- Teaser poster
- Directed by: Fawn Veerasunthorn; Jason Hand;
- Produced by: Roy Conli; Yvett Merino;
- Starring: Hailee Steinfeld; Rashida Jones; Jodie Foster; Walton Goggins; Tracey Ullman; Stephen Fry;
- Production company: Walt Disney Animation Studios
- Distributed by: Walt Disney Studios Motion Pictures
- Release date: November 25, 2026;
- Country: United States
- Language: English

= Hexed (2026 film) =

Upcoming Disney animated film

Hexed is an upcoming American animated fantasy comedy film directed by Fawn Veerasunthorn and Jason Hand and produced by Walt Disney Animation Studios. It stars the voices of Hailee Steinfeld, Rashida Jones, Jodie Foster, Walton Goggins, Tracey Ullman and Stephen Fry. The film follows a teen girl named Billie Doe (Steinfeld), who discovers magical powers that take her from suburbia into Hexe, the world of witches.

The film was first announced at Destination D23 in August 2025, where Walt Disney Animation Studios chief creative officer Jared Bush revealed the film's title, logo, and initial story details; its plot was later described, with the film being announced at that stage with Josie Trinidad and Hand as initial directors. In April 2026, at that year's CinemaCon, Disney revealed the lead voice cast, an updated premise, and a first look at the film, with creative credits being updated and casting beginning that month.

Hexed is scheduled to be released in the United States on November 25, 2026, by Walt Disney Studios Motion Pictures.

==Premise==
After being expelled from school, Billie, an impulsive and unconventional teen girl, discovers magical abilities that take her from suburbia into Hexe, a realm of witches. With her cautious mother Alice, she investigates family secrets connected to the world of witches.

==Voice cast==
- Hailee Steinfeld as Billie Doe, a teen girl who discovers she possesses magical abilities
- Rashida Jones as Alice Doe, Billie's cautious mother
- Jodie Foster as Queen Celeste, the villainous queen of the witches
- Walton Goggins as Beef Roger Crumbchuck, a three-eyed green cat
- Tracey Ullman as Ms. Quill, an enchanted feather quill pen
- Stephen Fry as Elias Quire, a magical journal

==Production==

===Development===
Hexed was first announced at Destination D23 in August 2025, where Walt Disney Animation Studios chief creative officer Jared Bush revealed the film's title, logo, and initial story details. The film was then described as following an awkward teenage boy and his Type A mother after they discover that the boy's unusual traits may be magical powers. At that stage, the feature was announced with Josie Trinidad and Jason Hand as directors, and Roy Conli and Juan Pablo Reyes Lancaster-Jones as producers.

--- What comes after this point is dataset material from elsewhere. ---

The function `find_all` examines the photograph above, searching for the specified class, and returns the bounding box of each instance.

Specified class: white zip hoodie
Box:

By Disney's CinemaCon presentation in April 2026, the premise had been updated to center on Billie, an impulsive teenage girl, and her mother Alice. Disney identified Fawn Veerasunthorn and Hand as directors, Trinidad as co-director, and Conli as producer. The updated creative credits were also reported by Cartoon Brew, which described the film as a coming-of-age fantasy film centered on a mother-daughter dynamic.

===Casting===
In April 2026, Hailee Steinfeld and Rashida Jones were announced as the lead voice cast, with Steinfeld voicing Billie and Jones voicing Alice. The casting announcement accompanied the film's first-look presentation at CinemaCon. In June 2026, with the release of the trailer, Tracey Ullman and Stephen Fry were announced as part of the cast. In August 2026, Jodie Foster and Walton Goggins were announced as part of the cast.

==Marketing==
Disney showed a new logo and first-look footage from Hexed during its CinemaCon presentation in Las Vegas in April 2026. The presentation introduced the film as Walt Disney Animation Studios' fall 2026 original release and gave exhibitors a first look at the mother-daughter fantasy story.

In April 2026, Walt Disney Animation Studios was announced as part of the studio-focused programming at the 2026 Annecy International Animation Film Festival, where previously unseen footage from Hexed was scheduled to be shown.

==Release==
Hexed is scheduled to be released theatrically in the United States on November 25, 2026. The film will be accompanied by the Lilo & Stitch short film Lilo & Scratch.